The devices depend on the fact that carbon dioxide generated from fossil-fuel consumption has less of the isotope known as carbon 13 than other forms of the gas, thanks to plants preferentially absorbing the lighter version, known as carbon 12. By measuring this ratio, scientists might be able to determine more accurately the proportion of human contribution to climate-warming gases.

But a lot of variability in such isotopes remains; for example, the ratio of these isotopes can vary significantly in natural gas alone, potentially throwing such measurements into dispute. And a paper in the November 7 issue of Geophysical Research Letters from earth scientist Wolfgang Knorr of the University of Bristol in England argues that the ocean’s uptake of carbon dioxide has not slowed at all in the last 150 years, making it possible that natural systems could compensate for human emissions.

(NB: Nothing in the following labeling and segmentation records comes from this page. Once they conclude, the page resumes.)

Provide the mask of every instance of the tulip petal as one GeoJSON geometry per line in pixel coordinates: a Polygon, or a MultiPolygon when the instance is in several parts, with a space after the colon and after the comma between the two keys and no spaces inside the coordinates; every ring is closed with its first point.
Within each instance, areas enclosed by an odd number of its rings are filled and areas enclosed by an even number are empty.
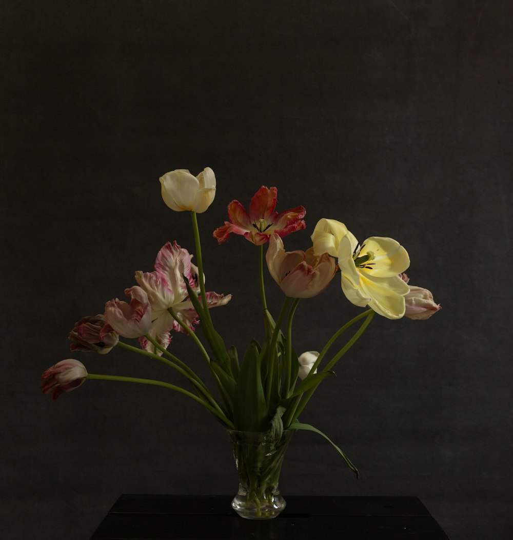
{"type": "Polygon", "coordinates": [[[261,219],[268,220],[276,208],[278,190],[262,187],[253,196],[249,203],[249,219],[253,223],[258,223],[261,219]]]}
{"type": "Polygon", "coordinates": [[[362,245],[360,255],[368,252],[374,254],[370,264],[362,272],[377,278],[391,278],[403,272],[410,265],[410,258],[406,250],[393,238],[372,237],[362,245]]]}
{"type": "Polygon", "coordinates": [[[155,269],[165,276],[168,287],[174,294],[173,303],[181,302],[187,296],[184,275],[188,279],[191,287],[196,286],[191,274],[191,266],[190,254],[176,241],[173,244],[166,242],[157,254],[155,269]]]}
{"type": "Polygon", "coordinates": [[[340,221],[325,218],[320,219],[312,235],[314,253],[316,255],[329,253],[333,257],[338,256],[340,241],[348,232],[340,221]]]}

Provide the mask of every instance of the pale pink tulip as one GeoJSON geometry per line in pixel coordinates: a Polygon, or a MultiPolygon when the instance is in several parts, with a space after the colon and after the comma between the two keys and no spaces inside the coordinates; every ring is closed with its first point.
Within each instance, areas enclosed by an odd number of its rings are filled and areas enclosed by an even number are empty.
{"type": "Polygon", "coordinates": [[[87,372],[82,362],[69,358],[49,368],[41,378],[43,393],[51,391],[53,399],[56,400],[63,392],[78,388],[87,378],[87,372]]]}
{"type": "Polygon", "coordinates": [[[114,347],[119,338],[117,333],[107,322],[104,315],[83,317],[70,333],[71,350],[94,350],[106,354],[114,347]]]}
{"type": "Polygon", "coordinates": [[[304,229],[306,211],[302,206],[290,208],[280,212],[275,212],[278,190],[262,186],[251,199],[249,213],[238,200],[228,205],[230,221],[214,231],[214,237],[221,244],[230,234],[241,234],[257,246],[269,241],[273,233],[280,237],[287,236],[295,231],[304,229]]]}
{"type": "Polygon", "coordinates": [[[130,303],[115,298],[105,304],[105,318],[112,327],[125,338],[139,338],[151,326],[151,307],[148,296],[140,287],[126,289],[130,303]]]}
{"type": "Polygon", "coordinates": [[[404,296],[406,305],[404,316],[417,320],[426,320],[442,309],[433,300],[433,295],[427,289],[408,285],[410,292],[404,296]]]}
{"type": "Polygon", "coordinates": [[[266,254],[267,267],[273,279],[285,294],[291,298],[311,298],[322,292],[335,275],[335,260],[327,253],[286,252],[281,239],[271,235],[266,254]]]}
{"type": "MultiPolygon", "coordinates": [[[[185,330],[168,312],[171,308],[177,316],[191,330],[199,322],[198,314],[188,298],[189,286],[197,294],[200,289],[197,283],[198,268],[191,262],[192,255],[177,242],[168,242],[159,252],[155,261],[155,271],[136,272],[136,280],[148,295],[151,306],[153,322],[147,333],[164,348],[171,341],[170,332],[185,332],[185,330]]],[[[231,294],[224,296],[217,293],[206,293],[210,307],[223,306],[231,299],[231,294]]],[[[144,338],[139,339],[141,346],[150,352],[156,352],[152,343],[144,338]]],[[[158,350],[158,354],[161,354],[158,350]]]]}

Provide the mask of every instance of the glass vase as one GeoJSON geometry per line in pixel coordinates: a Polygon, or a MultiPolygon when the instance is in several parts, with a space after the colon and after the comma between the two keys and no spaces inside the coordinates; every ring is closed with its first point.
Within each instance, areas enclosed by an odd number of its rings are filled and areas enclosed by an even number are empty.
{"type": "Polygon", "coordinates": [[[270,519],[285,508],[278,480],[293,431],[228,430],[239,473],[239,491],[232,508],[248,519],[270,519]]]}

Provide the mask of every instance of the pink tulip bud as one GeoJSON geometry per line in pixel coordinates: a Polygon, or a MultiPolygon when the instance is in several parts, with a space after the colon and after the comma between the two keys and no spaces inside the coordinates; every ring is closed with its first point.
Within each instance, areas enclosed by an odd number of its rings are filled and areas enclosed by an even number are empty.
{"type": "Polygon", "coordinates": [[[52,399],[56,400],[63,392],[70,392],[78,388],[87,378],[87,372],[85,366],[78,360],[69,358],[49,368],[41,375],[41,378],[43,394],[48,394],[51,390],[52,399]]]}
{"type": "Polygon", "coordinates": [[[94,350],[106,354],[114,347],[119,338],[107,322],[104,315],[83,317],[70,333],[71,350],[94,350]]]}
{"type": "Polygon", "coordinates": [[[427,289],[409,285],[410,292],[405,295],[404,316],[408,319],[425,320],[442,308],[433,300],[433,295],[427,289]]]}
{"type": "MultiPolygon", "coordinates": [[[[298,376],[302,381],[310,373],[314,364],[319,358],[319,353],[316,350],[309,350],[307,353],[303,353],[298,359],[299,362],[299,371],[298,373],[298,376]]],[[[316,373],[317,369],[316,368],[314,373],[316,373]]]]}

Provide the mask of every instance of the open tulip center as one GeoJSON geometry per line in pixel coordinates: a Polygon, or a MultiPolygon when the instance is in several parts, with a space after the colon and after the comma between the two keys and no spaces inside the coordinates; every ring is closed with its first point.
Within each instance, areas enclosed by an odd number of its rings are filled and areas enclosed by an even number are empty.
{"type": "Polygon", "coordinates": [[[264,233],[265,232],[269,227],[272,227],[273,224],[269,223],[268,225],[265,219],[260,219],[258,222],[258,225],[257,225],[256,223],[252,224],[253,226],[259,232],[264,233]]]}
{"type": "MultiPolygon", "coordinates": [[[[373,265],[375,264],[375,263],[369,262],[369,261],[374,260],[376,258],[376,255],[373,251],[368,251],[366,253],[365,255],[361,255],[364,247],[364,246],[362,246],[362,249],[360,249],[357,254],[353,255],[353,258],[354,260],[354,264],[356,266],[359,268],[367,268],[367,269],[372,270],[373,265]]],[[[356,251],[356,249],[355,251],[356,251]]]]}

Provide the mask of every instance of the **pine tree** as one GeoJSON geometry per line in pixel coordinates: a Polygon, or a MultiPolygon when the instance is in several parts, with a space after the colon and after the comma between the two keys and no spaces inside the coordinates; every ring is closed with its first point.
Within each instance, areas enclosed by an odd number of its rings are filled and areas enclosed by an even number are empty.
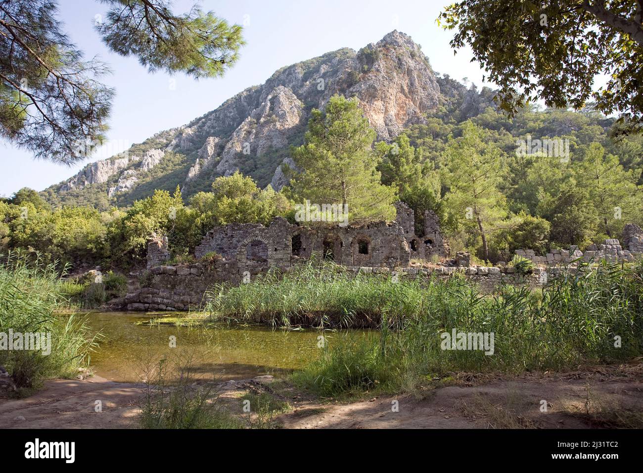
{"type": "Polygon", "coordinates": [[[463,126],[462,136],[451,141],[446,151],[449,189],[445,199],[460,223],[475,225],[485,260],[489,259],[488,235],[500,229],[507,216],[505,197],[498,187],[501,158],[500,150],[485,143],[482,131],[470,122],[463,126]]]}

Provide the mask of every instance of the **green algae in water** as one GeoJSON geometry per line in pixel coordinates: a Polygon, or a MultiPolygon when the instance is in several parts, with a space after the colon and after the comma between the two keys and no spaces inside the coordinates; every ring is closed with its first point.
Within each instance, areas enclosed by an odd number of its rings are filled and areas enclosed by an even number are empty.
{"type": "MultiPolygon", "coordinates": [[[[172,312],[91,312],[91,326],[104,338],[92,354],[95,373],[120,382],[140,382],[146,360],[172,350],[188,349],[201,363],[197,375],[223,380],[247,379],[262,375],[279,376],[302,368],[321,352],[321,332],[314,329],[274,329],[257,326],[204,326],[190,322],[185,314],[172,312]],[[185,318],[185,321],[182,319],[185,318]],[[151,323],[150,323],[151,321],[151,323]],[[176,348],[170,347],[176,337],[176,348]]],[[[368,331],[327,331],[332,339],[361,337],[368,331]]]]}

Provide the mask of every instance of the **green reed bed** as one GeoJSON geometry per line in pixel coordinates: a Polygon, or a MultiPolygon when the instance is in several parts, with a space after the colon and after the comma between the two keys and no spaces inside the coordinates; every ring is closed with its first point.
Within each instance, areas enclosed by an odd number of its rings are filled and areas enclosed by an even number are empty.
{"type": "Polygon", "coordinates": [[[68,310],[68,284],[55,264],[19,254],[1,257],[0,263],[0,333],[50,333],[51,353],[42,349],[0,349],[5,367],[19,389],[37,387],[42,379],[69,377],[86,367],[96,336],[85,320],[68,310]]]}
{"type": "Polygon", "coordinates": [[[446,281],[353,277],[303,265],[209,295],[214,318],[275,325],[372,327],[377,336],[332,340],[295,375],[323,395],[376,386],[412,389],[454,371],[564,369],[638,356],[643,340],[643,268],[581,264],[542,290],[503,286],[480,293],[462,276],[446,281]],[[494,335],[493,354],[442,349],[441,334],[494,335]]]}

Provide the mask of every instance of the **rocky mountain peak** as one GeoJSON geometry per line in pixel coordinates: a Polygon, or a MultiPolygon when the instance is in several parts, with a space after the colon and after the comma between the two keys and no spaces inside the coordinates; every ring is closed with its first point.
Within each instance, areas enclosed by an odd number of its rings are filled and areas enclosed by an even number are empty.
{"type": "Polygon", "coordinates": [[[180,185],[188,196],[209,190],[216,177],[237,170],[278,190],[287,183],[281,164],[291,165],[290,146],[303,142],[313,108],[323,109],[335,94],[356,97],[377,139],[390,142],[437,109],[444,98],[438,80],[450,84],[436,79],[410,36],[394,30],[358,51],[343,48],[282,68],[187,125],[133,145],[129,159],[98,161],[48,190],[64,203],[71,190],[77,196],[106,183],[111,205],[129,205],[153,189],[180,185]],[[161,162],[167,174],[150,172],[161,162]]]}

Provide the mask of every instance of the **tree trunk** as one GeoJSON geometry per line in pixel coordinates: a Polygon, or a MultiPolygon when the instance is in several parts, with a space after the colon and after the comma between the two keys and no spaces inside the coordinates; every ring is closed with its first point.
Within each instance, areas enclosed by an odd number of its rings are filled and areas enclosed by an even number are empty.
{"type": "MultiPolygon", "coordinates": [[[[627,33],[632,41],[638,43],[643,46],[643,27],[640,24],[637,24],[635,21],[631,19],[623,18],[622,17],[612,13],[605,8],[604,2],[594,1],[593,4],[590,4],[589,0],[584,0],[581,7],[588,13],[594,15],[595,18],[609,24],[612,28],[620,30],[627,33]]],[[[642,17],[642,8],[640,2],[637,4],[637,15],[639,18],[642,17]]]]}
{"type": "Polygon", "coordinates": [[[485,261],[489,261],[489,246],[487,246],[487,236],[484,232],[484,227],[482,227],[482,221],[480,220],[479,215],[476,216],[476,220],[478,222],[478,228],[480,230],[480,236],[482,237],[482,254],[485,261]]]}

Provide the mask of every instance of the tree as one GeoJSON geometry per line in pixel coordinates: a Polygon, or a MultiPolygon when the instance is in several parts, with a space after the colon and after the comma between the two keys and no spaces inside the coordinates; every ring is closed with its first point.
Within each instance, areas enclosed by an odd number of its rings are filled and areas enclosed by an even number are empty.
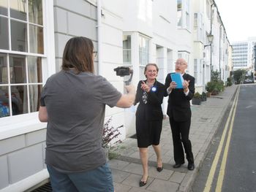
{"type": "Polygon", "coordinates": [[[240,82],[243,81],[245,73],[246,70],[244,69],[238,69],[234,72],[234,80],[236,84],[240,84],[240,82]]]}

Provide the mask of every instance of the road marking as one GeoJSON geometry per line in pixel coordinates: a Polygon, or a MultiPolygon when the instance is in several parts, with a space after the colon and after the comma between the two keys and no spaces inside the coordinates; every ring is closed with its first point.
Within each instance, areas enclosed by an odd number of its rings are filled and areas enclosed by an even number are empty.
{"type": "Polygon", "coordinates": [[[214,161],[212,163],[212,165],[211,165],[211,169],[210,169],[209,174],[208,174],[208,178],[207,178],[207,181],[206,181],[206,186],[205,186],[205,188],[203,190],[203,192],[209,192],[210,190],[211,190],[211,184],[212,184],[212,182],[213,182],[213,180],[214,180],[214,174],[215,174],[216,169],[217,169],[217,164],[218,164],[218,161],[219,161],[220,153],[221,153],[222,150],[223,142],[224,142],[225,138],[226,137],[227,129],[230,120],[230,117],[231,117],[232,112],[233,112],[233,109],[234,109],[236,101],[236,99],[238,98],[238,91],[236,91],[236,97],[235,97],[234,101],[233,102],[233,104],[232,104],[230,113],[228,115],[228,118],[227,118],[226,124],[225,126],[225,128],[224,128],[224,130],[223,130],[223,133],[222,133],[222,138],[220,139],[217,151],[216,153],[214,161]]]}
{"type": "MultiPolygon", "coordinates": [[[[239,88],[238,88],[238,92],[239,93],[239,88]]],[[[226,141],[226,146],[225,147],[222,165],[220,166],[218,180],[217,180],[217,183],[216,185],[215,191],[217,191],[217,192],[222,191],[223,179],[224,179],[224,175],[225,175],[225,169],[226,168],[226,164],[227,164],[228,150],[229,150],[229,147],[230,147],[230,139],[231,139],[231,135],[232,135],[232,131],[233,131],[233,124],[234,124],[234,119],[235,119],[235,115],[236,115],[238,100],[238,99],[236,99],[236,101],[234,111],[233,111],[233,115],[232,115],[232,120],[231,120],[231,123],[230,123],[230,130],[228,131],[227,138],[227,141],[226,141]]]]}
{"type": "Polygon", "coordinates": [[[253,105],[249,105],[249,106],[247,106],[246,107],[245,107],[246,109],[249,109],[249,108],[251,108],[251,107],[253,107],[253,105]]]}

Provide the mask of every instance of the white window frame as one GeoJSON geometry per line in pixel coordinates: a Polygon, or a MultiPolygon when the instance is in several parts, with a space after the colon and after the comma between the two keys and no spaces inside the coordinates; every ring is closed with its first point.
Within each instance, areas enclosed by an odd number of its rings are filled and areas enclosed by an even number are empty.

Ultimately, what will matter most is how much the oceans and other natural sinks can buffer the human contribution from fossil-fuel burning. If greenhouse gas emissions continue on their current trajectory, global average temperatures could be 6 degrees Celsius warmer by the end of the century, Le Quere says.

As oceanographer Richard Feely of the National Oceanic & Atmospheric Administration’s Pacific Marine Environmental Laboratory, a contributor to the GCP, noted: “We’re concerned that if the natural sinks can’t keep pace with the increased CO2 emissions, then the physical and biological impacts of global warming will accelerate over the next century.”